Indian music service Saavn has just completed a month as a Facebook Open Graph partner with some very impressive results from the period.

During the first 30 days following the launch of the social apps, India- based Saavn — South Asian Audio Video Network — has picked up more than 700,000 new users, taking it to a total user base of 1.3 million.

Perhaps more impressively is the increased usage that it is seeing a result of the Open Graph, its daily use is up by more than 40 times while content sharing has increased four-fold. Furthermore, the number of monthly active users rocketed from 35,000 to 785,000, generating a total of 750 million Facebook impressions along the way.

Those stats are mightily impressive and, if there are any indication of how other partners  have performed, Facebook is likely to see a significant amount of interest from new developers.

Saavn was first launched on Facebook in December, and its service allows users to share music with friends through their timeline, ticker and news feed on the social network. The company’s service is free to use and it adopts an ad-based revenue model to keep it that way.

The company specialises in catering for music tastes in India with more than 1 million tracks from more than 200 producers. Its inclusion as an initial Open Graph Partner has lit the touch paper and the company is hopefully it can propel it into a position to take on the Web’s music establishment.

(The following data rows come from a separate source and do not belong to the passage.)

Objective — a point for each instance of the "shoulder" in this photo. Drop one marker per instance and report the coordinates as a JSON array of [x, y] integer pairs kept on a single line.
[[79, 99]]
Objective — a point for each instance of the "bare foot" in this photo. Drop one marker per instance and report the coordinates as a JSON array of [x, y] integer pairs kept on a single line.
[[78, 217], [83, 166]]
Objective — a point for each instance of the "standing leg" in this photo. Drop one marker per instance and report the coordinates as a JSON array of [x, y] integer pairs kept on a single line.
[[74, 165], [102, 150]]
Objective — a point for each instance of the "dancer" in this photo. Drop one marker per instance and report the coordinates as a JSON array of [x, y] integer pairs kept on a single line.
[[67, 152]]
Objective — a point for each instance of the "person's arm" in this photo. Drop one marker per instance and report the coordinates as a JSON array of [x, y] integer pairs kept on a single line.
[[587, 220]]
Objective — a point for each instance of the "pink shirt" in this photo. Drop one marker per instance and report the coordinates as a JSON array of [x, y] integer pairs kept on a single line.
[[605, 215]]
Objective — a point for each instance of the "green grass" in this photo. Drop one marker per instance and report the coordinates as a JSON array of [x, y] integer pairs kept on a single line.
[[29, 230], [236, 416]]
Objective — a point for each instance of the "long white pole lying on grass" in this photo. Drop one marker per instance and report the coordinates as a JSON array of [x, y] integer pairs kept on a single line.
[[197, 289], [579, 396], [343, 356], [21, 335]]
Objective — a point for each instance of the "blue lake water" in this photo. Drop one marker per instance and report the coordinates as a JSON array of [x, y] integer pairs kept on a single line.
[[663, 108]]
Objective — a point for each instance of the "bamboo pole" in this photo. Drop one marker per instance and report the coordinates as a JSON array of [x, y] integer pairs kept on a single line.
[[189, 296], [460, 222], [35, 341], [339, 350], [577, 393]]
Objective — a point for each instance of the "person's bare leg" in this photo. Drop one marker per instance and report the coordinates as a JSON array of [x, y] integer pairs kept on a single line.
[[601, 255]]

An interesting factor in its favour is that Saavn’s deals are worldwide, meaning that its music can be accessed from any country worldwide. Better known competitors like Spotify and Pandora are unable to offer such reach, as music fans in Asia and other parts of the world can testify. Saavn could help replicate these services in Asia, particularly given that it has plans to introduce a subscription-based service.

So, what is next for Saavn?

It is already available on apps for Android and iOS but the company is planning to extend its reach, according to Vin Bhat, its co-founder and CEO. Given that Asia’s mobile market is particularly fragmented, the company is making the smart move to develop products for Java, Symbian, Blackberry and Windows Mobile platforms.

Bhat told The Next Web that, while it is based in India, the service is available across 200 countries and a key focus of this year will be to increase its presence in emerging markets, where usage of the Web and smartphones is growing steadily.

Not content with sticking to its bases, the company plans to introduce more regional content across Asia and other regions, so that Internet users in other languages can find value in its service. Interestingly, there is also a plan to move into the video space, although Bhat doesn’t have further details to disclose at this stage.